しかしこの理屈をあまり前面に押し出し過ぎると、ニューフレアテクノロジーの一般株主が東芝に対して「ニューフレアテクノロジーを完全子会社にしたらそんなに価値が産まれるのなら、11,900円というTOB価格は安いのではないか?東芝グループはニューフレアテクノロジーの一般株主から不当に安い価格で買おうとしているのではないか!」と主張するのではないでしょうか?東芝がHOYAの提案には応じないと主張すると、ニューフレアテクノロジーの一般株主は「そんなに価値があると思うなら、TOB価格を上げよ」と言うでしょうね。

価格合戦になったとすると、東芝の取締役会はどう判断するでしょうか?12名中7名が社外取締役です。うち3名(4名?)が外国人の社外取締役です。株主価値重視の取締役会です。「そんな価格でHOYAが買うと言うなら、それ以上の価格を出すのは高すぎる。HOYAに売るべきだ」と判断するかもしれません。

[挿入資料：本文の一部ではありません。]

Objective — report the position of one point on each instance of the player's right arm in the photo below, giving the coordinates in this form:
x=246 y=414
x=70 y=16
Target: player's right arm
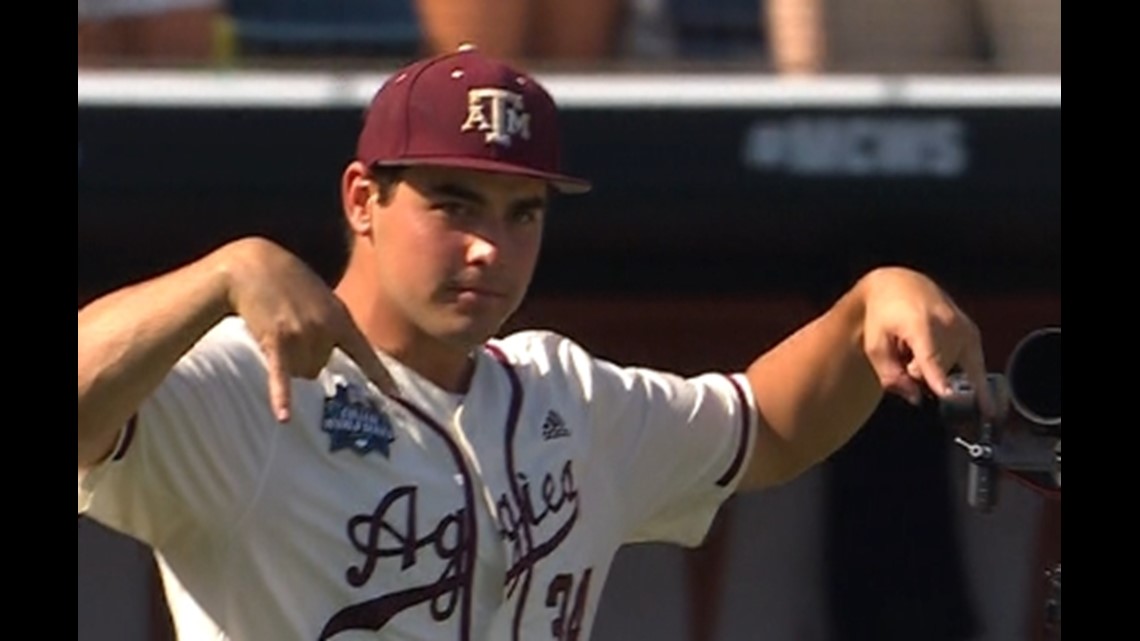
x=130 y=339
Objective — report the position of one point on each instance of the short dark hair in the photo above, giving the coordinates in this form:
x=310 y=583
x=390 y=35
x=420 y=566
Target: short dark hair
x=385 y=178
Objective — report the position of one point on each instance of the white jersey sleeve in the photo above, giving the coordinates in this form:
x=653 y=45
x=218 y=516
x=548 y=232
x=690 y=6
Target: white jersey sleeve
x=192 y=457
x=674 y=447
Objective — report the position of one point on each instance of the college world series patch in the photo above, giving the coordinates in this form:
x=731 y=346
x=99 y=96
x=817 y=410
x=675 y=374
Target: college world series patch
x=352 y=420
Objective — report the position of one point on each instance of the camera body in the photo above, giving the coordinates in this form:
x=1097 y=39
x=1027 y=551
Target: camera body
x=1027 y=394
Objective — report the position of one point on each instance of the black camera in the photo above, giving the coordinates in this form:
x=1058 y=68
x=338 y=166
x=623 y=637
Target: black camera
x=1028 y=392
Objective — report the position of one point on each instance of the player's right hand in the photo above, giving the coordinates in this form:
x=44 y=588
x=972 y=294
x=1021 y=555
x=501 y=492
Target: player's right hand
x=295 y=318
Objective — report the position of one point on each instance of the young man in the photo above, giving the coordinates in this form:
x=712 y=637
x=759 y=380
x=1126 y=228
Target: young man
x=315 y=464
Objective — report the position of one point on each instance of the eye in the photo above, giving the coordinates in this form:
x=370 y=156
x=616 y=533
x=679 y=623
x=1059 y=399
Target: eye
x=455 y=209
x=527 y=216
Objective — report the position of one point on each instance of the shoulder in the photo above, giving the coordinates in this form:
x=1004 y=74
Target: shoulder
x=227 y=345
x=544 y=351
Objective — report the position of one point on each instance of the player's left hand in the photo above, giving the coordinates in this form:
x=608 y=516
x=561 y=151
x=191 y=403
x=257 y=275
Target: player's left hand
x=914 y=334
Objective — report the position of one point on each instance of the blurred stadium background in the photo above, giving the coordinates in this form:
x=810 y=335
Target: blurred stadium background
x=750 y=159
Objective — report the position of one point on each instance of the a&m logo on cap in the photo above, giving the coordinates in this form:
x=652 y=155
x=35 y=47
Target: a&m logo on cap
x=498 y=113
x=352 y=420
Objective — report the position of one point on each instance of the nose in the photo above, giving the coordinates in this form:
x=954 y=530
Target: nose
x=483 y=248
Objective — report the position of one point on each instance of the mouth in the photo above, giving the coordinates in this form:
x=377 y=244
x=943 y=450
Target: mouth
x=475 y=292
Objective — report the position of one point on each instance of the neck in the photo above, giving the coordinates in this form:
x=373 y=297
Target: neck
x=446 y=365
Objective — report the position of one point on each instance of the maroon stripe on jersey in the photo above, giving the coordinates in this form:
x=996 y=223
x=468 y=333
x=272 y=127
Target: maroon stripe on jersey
x=746 y=427
x=512 y=426
x=124 y=444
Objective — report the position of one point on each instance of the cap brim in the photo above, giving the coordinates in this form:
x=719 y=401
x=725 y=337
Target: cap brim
x=562 y=183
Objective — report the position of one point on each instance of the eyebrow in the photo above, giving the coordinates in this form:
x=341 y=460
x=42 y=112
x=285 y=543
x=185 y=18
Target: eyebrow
x=458 y=192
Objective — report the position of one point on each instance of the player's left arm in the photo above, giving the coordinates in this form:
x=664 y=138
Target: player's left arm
x=894 y=331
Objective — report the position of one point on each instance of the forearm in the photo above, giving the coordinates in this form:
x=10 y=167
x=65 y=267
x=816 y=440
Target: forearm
x=813 y=391
x=130 y=339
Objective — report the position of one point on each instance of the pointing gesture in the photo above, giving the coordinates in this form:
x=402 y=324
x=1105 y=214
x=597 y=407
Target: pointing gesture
x=295 y=319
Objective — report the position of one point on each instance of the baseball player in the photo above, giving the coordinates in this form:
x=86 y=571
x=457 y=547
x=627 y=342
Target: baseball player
x=375 y=461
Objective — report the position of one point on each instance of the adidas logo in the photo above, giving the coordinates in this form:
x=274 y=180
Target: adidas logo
x=554 y=427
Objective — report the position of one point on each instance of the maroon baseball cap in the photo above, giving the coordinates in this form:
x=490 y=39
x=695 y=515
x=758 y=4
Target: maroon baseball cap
x=467 y=111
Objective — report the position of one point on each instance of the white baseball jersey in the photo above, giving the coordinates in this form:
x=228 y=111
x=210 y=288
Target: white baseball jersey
x=494 y=516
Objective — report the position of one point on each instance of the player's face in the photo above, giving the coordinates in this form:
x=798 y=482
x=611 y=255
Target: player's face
x=457 y=250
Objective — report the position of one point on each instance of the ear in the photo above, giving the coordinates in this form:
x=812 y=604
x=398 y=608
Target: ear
x=357 y=189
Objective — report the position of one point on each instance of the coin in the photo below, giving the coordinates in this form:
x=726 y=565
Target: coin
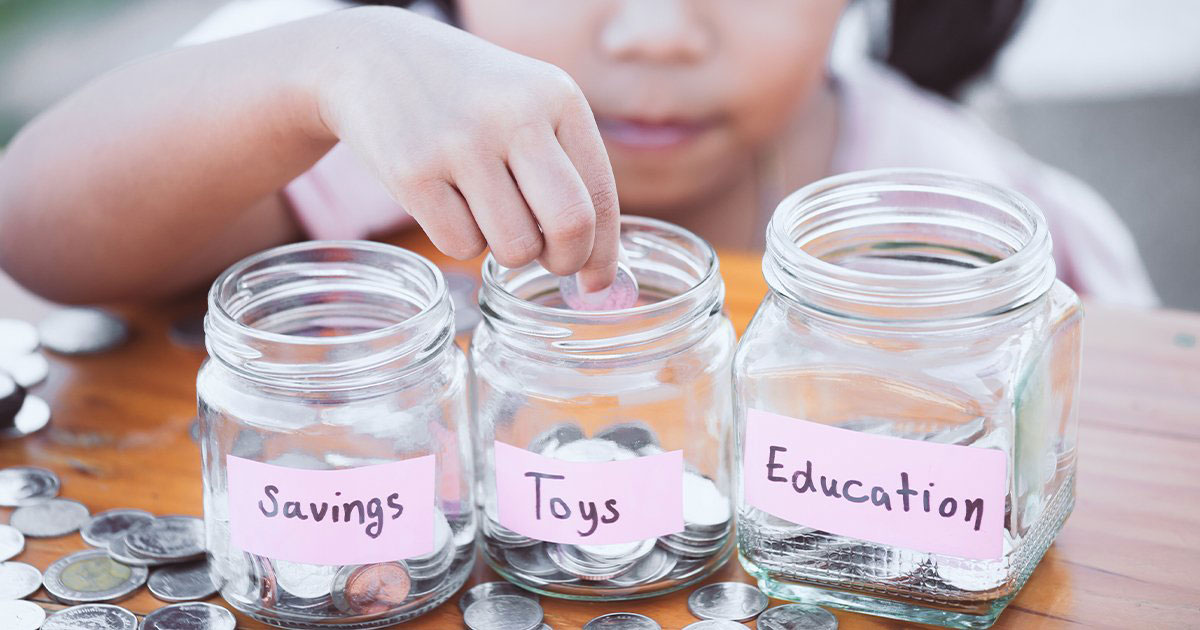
x=12 y=541
x=727 y=600
x=25 y=485
x=111 y=525
x=27 y=370
x=49 y=519
x=191 y=616
x=797 y=617
x=91 y=576
x=618 y=295
x=18 y=580
x=503 y=612
x=371 y=588
x=21 y=615
x=171 y=538
x=82 y=331
x=491 y=589
x=181 y=582
x=93 y=617
x=33 y=417
x=622 y=621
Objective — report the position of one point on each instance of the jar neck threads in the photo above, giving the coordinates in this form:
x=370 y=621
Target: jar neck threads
x=328 y=315
x=681 y=287
x=907 y=245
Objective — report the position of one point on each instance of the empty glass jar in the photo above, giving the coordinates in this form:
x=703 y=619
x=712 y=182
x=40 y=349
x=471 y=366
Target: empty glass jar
x=334 y=409
x=906 y=399
x=604 y=439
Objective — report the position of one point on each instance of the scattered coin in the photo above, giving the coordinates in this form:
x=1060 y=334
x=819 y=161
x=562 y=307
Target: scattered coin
x=82 y=331
x=17 y=336
x=168 y=538
x=183 y=582
x=111 y=525
x=27 y=485
x=727 y=600
x=503 y=612
x=491 y=589
x=18 y=580
x=621 y=294
x=49 y=519
x=33 y=417
x=797 y=617
x=91 y=576
x=21 y=615
x=12 y=541
x=191 y=616
x=622 y=621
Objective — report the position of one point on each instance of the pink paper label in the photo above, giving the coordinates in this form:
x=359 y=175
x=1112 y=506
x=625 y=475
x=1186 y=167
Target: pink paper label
x=592 y=503
x=936 y=498
x=349 y=516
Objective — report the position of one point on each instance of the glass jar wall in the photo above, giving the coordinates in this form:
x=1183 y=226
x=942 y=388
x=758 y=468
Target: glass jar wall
x=604 y=438
x=334 y=412
x=906 y=399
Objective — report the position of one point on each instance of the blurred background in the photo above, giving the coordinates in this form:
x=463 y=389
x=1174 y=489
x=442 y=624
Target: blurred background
x=1108 y=90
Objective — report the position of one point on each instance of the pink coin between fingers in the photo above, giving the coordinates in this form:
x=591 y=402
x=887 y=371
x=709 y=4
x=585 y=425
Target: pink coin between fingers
x=621 y=294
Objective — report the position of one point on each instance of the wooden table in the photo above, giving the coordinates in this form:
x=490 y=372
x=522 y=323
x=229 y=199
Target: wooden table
x=1129 y=556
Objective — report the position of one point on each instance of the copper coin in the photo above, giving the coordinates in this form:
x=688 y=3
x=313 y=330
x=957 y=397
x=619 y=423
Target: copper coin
x=372 y=588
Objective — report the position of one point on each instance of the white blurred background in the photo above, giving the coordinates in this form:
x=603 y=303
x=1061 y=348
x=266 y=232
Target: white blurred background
x=1108 y=90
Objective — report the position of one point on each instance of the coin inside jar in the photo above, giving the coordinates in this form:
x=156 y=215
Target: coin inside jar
x=371 y=588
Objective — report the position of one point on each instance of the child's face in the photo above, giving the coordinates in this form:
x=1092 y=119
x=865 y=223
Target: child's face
x=684 y=90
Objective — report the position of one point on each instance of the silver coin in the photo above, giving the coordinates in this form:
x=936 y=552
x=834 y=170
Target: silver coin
x=621 y=294
x=17 y=336
x=111 y=525
x=191 y=616
x=27 y=485
x=18 y=580
x=82 y=331
x=21 y=615
x=33 y=417
x=491 y=589
x=49 y=519
x=91 y=576
x=171 y=538
x=727 y=600
x=503 y=612
x=797 y=617
x=622 y=621
x=12 y=541
x=27 y=370
x=183 y=582
x=714 y=624
x=93 y=617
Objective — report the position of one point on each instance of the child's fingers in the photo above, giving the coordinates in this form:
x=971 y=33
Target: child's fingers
x=557 y=197
x=443 y=214
x=581 y=142
x=501 y=213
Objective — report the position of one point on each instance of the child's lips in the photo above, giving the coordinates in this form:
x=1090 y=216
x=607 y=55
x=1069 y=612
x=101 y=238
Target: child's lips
x=651 y=135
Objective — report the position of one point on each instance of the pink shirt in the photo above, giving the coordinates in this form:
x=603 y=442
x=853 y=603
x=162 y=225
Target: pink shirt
x=885 y=121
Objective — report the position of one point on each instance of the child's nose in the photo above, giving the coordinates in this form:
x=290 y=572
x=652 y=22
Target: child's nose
x=666 y=31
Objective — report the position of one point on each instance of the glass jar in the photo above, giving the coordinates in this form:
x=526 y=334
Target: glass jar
x=905 y=399
x=604 y=439
x=334 y=406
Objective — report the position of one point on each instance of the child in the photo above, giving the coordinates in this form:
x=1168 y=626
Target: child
x=516 y=132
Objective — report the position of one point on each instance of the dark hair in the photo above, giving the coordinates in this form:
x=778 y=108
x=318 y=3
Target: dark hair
x=940 y=45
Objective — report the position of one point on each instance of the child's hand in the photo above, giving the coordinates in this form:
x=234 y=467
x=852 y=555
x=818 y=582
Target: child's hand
x=481 y=145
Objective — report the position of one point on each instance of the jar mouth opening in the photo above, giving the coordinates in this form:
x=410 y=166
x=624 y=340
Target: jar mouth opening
x=885 y=244
x=658 y=251
x=253 y=297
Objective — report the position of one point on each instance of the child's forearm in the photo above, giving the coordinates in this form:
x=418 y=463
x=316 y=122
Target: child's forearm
x=160 y=173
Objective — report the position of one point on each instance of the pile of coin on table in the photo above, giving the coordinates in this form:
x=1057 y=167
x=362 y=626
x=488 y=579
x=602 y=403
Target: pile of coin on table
x=131 y=549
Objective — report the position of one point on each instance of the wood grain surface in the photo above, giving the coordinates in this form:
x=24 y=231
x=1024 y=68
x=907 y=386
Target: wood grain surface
x=1129 y=556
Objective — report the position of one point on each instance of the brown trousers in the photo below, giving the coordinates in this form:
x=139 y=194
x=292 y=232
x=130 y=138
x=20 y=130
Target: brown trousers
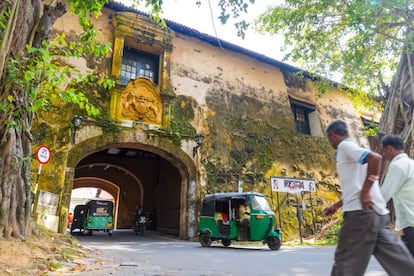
x=365 y=233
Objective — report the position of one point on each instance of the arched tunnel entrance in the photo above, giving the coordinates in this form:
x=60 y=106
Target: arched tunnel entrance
x=135 y=176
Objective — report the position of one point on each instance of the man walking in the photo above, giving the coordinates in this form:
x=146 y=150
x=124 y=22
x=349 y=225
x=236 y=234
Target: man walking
x=365 y=229
x=399 y=185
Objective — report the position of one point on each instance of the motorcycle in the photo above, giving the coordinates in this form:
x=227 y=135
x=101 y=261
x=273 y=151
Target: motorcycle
x=139 y=223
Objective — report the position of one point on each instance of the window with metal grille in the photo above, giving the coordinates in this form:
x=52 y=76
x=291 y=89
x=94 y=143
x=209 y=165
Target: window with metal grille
x=139 y=64
x=300 y=113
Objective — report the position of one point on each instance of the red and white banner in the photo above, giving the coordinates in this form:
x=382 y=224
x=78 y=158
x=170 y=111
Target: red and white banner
x=292 y=185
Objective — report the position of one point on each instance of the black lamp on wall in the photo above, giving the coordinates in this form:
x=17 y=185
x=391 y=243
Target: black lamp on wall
x=76 y=123
x=199 y=140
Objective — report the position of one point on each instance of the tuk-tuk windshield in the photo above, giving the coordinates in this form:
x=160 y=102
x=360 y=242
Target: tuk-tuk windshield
x=260 y=203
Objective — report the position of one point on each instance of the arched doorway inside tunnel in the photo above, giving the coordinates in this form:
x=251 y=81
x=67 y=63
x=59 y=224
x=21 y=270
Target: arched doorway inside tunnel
x=134 y=176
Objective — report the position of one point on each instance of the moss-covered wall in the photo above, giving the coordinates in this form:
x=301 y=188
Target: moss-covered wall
x=242 y=108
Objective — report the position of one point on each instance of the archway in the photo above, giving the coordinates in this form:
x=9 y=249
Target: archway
x=164 y=180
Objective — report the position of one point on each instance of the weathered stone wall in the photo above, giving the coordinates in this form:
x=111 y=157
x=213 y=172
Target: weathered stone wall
x=241 y=106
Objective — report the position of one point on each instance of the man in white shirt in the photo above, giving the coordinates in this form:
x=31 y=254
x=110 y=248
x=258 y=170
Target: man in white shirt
x=399 y=185
x=365 y=228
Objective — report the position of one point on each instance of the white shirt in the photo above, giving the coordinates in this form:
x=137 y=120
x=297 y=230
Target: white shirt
x=399 y=185
x=352 y=171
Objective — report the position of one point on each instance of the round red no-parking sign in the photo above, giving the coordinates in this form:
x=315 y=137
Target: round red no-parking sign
x=43 y=154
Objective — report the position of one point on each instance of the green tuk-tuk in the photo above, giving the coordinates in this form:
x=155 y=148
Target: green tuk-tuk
x=220 y=220
x=95 y=215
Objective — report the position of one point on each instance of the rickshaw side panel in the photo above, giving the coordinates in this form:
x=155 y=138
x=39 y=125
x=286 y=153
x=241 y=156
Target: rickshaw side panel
x=100 y=215
x=218 y=228
x=99 y=223
x=263 y=225
x=79 y=217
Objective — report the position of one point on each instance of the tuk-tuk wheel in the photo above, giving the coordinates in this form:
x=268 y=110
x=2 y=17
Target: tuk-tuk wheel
x=273 y=243
x=225 y=242
x=205 y=239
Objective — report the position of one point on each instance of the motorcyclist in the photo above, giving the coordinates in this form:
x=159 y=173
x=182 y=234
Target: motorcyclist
x=139 y=220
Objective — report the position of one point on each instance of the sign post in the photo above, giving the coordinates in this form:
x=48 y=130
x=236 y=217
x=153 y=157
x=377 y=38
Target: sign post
x=42 y=156
x=295 y=186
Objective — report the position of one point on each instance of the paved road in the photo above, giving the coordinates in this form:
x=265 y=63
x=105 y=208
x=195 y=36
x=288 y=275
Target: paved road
x=154 y=254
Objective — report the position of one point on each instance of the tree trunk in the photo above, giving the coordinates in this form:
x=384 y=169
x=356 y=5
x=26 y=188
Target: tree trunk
x=397 y=117
x=29 y=22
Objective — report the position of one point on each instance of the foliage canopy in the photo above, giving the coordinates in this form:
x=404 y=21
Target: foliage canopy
x=357 y=40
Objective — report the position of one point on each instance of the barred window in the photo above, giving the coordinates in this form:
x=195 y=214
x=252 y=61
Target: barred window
x=301 y=111
x=139 y=64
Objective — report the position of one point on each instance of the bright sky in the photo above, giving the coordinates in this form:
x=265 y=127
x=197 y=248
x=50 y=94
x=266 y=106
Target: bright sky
x=188 y=14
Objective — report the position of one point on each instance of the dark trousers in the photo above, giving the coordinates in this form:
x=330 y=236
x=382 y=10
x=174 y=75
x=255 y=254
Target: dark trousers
x=365 y=233
x=408 y=238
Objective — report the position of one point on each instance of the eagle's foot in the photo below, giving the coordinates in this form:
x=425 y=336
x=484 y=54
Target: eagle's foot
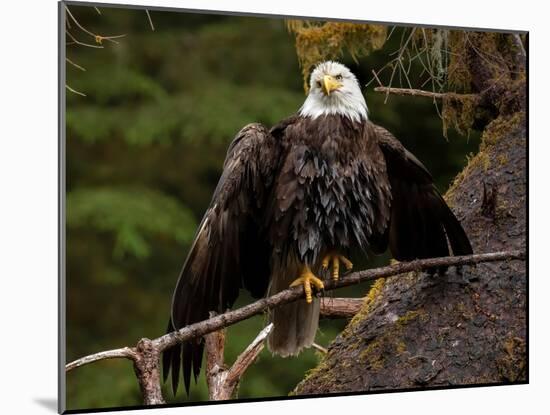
x=336 y=259
x=306 y=279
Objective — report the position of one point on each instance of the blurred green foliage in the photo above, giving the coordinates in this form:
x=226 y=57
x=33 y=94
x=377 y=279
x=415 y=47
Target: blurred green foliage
x=145 y=148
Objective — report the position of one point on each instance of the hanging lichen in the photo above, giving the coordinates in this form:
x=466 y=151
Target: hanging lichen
x=317 y=41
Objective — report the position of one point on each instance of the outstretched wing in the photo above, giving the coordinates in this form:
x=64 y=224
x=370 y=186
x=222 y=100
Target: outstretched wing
x=229 y=250
x=421 y=224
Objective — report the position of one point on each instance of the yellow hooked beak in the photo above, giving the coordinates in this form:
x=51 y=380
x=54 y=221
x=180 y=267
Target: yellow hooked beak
x=330 y=84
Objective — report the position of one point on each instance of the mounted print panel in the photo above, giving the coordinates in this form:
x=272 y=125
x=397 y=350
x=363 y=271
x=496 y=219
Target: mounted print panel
x=264 y=207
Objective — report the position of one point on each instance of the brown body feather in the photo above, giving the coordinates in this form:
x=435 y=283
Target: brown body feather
x=286 y=197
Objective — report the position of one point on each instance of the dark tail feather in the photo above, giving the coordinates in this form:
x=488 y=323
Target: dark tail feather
x=460 y=244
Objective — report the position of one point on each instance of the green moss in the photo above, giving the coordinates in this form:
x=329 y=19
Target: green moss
x=368 y=301
x=499 y=128
x=459 y=112
x=411 y=316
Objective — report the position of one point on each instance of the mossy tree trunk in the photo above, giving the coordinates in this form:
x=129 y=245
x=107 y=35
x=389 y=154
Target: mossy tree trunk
x=467 y=326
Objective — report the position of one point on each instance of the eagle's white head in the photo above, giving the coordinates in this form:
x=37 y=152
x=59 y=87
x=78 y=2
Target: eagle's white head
x=333 y=89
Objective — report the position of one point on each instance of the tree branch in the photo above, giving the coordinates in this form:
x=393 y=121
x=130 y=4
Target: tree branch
x=146 y=354
x=340 y=307
x=222 y=382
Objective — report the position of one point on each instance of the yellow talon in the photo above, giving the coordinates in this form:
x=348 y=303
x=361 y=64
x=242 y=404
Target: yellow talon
x=306 y=279
x=336 y=259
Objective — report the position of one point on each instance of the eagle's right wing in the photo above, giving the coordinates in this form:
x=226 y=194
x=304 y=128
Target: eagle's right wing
x=229 y=250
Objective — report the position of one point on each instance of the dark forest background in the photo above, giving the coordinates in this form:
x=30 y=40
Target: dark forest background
x=145 y=148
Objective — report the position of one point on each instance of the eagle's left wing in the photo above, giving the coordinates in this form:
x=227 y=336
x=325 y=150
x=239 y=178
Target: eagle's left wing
x=421 y=224
x=229 y=250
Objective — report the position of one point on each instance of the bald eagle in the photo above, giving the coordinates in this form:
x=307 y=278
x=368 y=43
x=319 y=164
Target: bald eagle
x=296 y=199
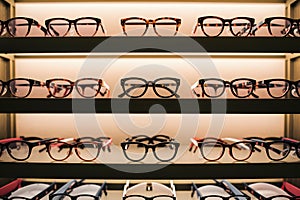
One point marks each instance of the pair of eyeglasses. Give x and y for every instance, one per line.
x=213, y=26
x=19, y=26
x=280, y=26
x=135, y=87
x=163, y=26
x=77, y=190
x=31, y=192
x=277, y=148
x=213, y=149
x=84, y=26
x=278, y=88
x=136, y=148
x=87, y=149
x=266, y=191
x=215, y=87
x=86, y=87
x=20, y=148
x=221, y=191
x=157, y=191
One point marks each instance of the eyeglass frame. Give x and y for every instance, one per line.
x=150, y=84
x=74, y=22
x=150, y=21
x=201, y=19
x=4, y=25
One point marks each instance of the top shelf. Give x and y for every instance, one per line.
x=150, y=44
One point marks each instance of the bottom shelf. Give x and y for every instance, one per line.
x=164, y=171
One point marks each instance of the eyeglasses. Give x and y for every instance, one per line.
x=20, y=148
x=91, y=191
x=86, y=87
x=280, y=26
x=84, y=26
x=218, y=192
x=277, y=88
x=276, y=149
x=31, y=192
x=135, y=87
x=19, y=87
x=163, y=26
x=213, y=150
x=86, y=150
x=214, y=87
x=138, y=191
x=213, y=26
x=164, y=150
x=8, y=188
x=264, y=191
x=19, y=26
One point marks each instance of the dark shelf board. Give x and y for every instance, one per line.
x=172, y=171
x=149, y=44
x=144, y=106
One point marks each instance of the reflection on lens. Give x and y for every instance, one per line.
x=19, y=150
x=241, y=150
x=280, y=27
x=88, y=151
x=86, y=27
x=135, y=87
x=87, y=87
x=242, y=88
x=135, y=152
x=278, y=88
x=165, y=87
x=59, y=150
x=19, y=87
x=58, y=27
x=135, y=27
x=165, y=151
x=279, y=150
x=212, y=151
x=213, y=88
x=165, y=27
x=212, y=27
x=240, y=27
x=18, y=27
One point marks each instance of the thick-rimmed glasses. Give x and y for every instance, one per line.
x=19, y=26
x=215, y=87
x=84, y=26
x=163, y=149
x=213, y=150
x=213, y=26
x=20, y=148
x=76, y=190
x=266, y=191
x=86, y=150
x=218, y=192
x=278, y=88
x=19, y=87
x=158, y=191
x=31, y=192
x=135, y=87
x=280, y=26
x=164, y=26
x=86, y=87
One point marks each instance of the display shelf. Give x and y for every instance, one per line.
x=166, y=171
x=175, y=106
x=150, y=44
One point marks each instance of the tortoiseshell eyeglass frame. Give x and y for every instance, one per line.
x=154, y=22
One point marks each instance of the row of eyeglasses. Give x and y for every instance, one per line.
x=165, y=87
x=164, y=148
x=81, y=190
x=211, y=26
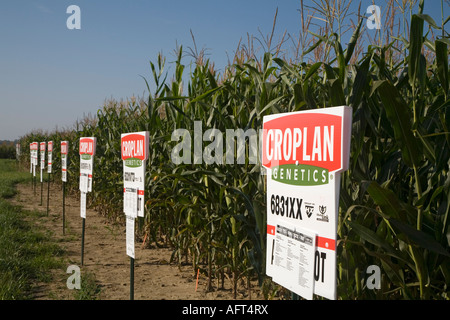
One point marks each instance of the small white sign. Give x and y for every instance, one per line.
x=49, y=156
x=304, y=154
x=64, y=159
x=130, y=236
x=292, y=259
x=87, y=152
x=42, y=149
x=33, y=157
x=134, y=150
x=83, y=205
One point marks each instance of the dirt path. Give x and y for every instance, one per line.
x=105, y=256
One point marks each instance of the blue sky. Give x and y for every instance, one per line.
x=51, y=76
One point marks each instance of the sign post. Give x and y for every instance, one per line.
x=33, y=162
x=64, y=162
x=49, y=170
x=87, y=152
x=134, y=151
x=42, y=151
x=304, y=154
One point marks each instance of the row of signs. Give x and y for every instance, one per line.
x=134, y=152
x=304, y=154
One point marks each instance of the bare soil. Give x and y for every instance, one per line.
x=105, y=258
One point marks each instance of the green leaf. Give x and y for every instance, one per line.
x=429, y=20
x=420, y=238
x=398, y=115
x=351, y=45
x=415, y=48
x=370, y=236
x=387, y=200
x=442, y=65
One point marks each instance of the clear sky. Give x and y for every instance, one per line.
x=51, y=76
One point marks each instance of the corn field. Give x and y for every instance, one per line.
x=395, y=198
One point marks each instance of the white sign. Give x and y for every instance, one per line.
x=134, y=150
x=42, y=149
x=64, y=159
x=49, y=156
x=293, y=252
x=304, y=154
x=87, y=151
x=33, y=157
x=130, y=236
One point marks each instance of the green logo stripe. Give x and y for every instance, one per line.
x=300, y=175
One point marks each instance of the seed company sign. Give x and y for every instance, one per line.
x=304, y=154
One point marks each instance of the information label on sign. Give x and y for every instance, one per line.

東芝はもう日本の会社ではないのです。だって、外国人株主比率が69.79%もあるのです。東芝は上場を継続するために増資をせざるを得なかったのかもしれませんが、株主構成が実は企業価値向上に影響を与えるかもしれないということに気付いていなかったのではないかと私は思います。やはり東芝は一度上場を廃止して、会社の内部体制や株主構成などをきちんと見直すべきだったのではないでしょうか?上場を維持するために、安易にアクティビストに増資などをしたからこんな会社になってしまいました。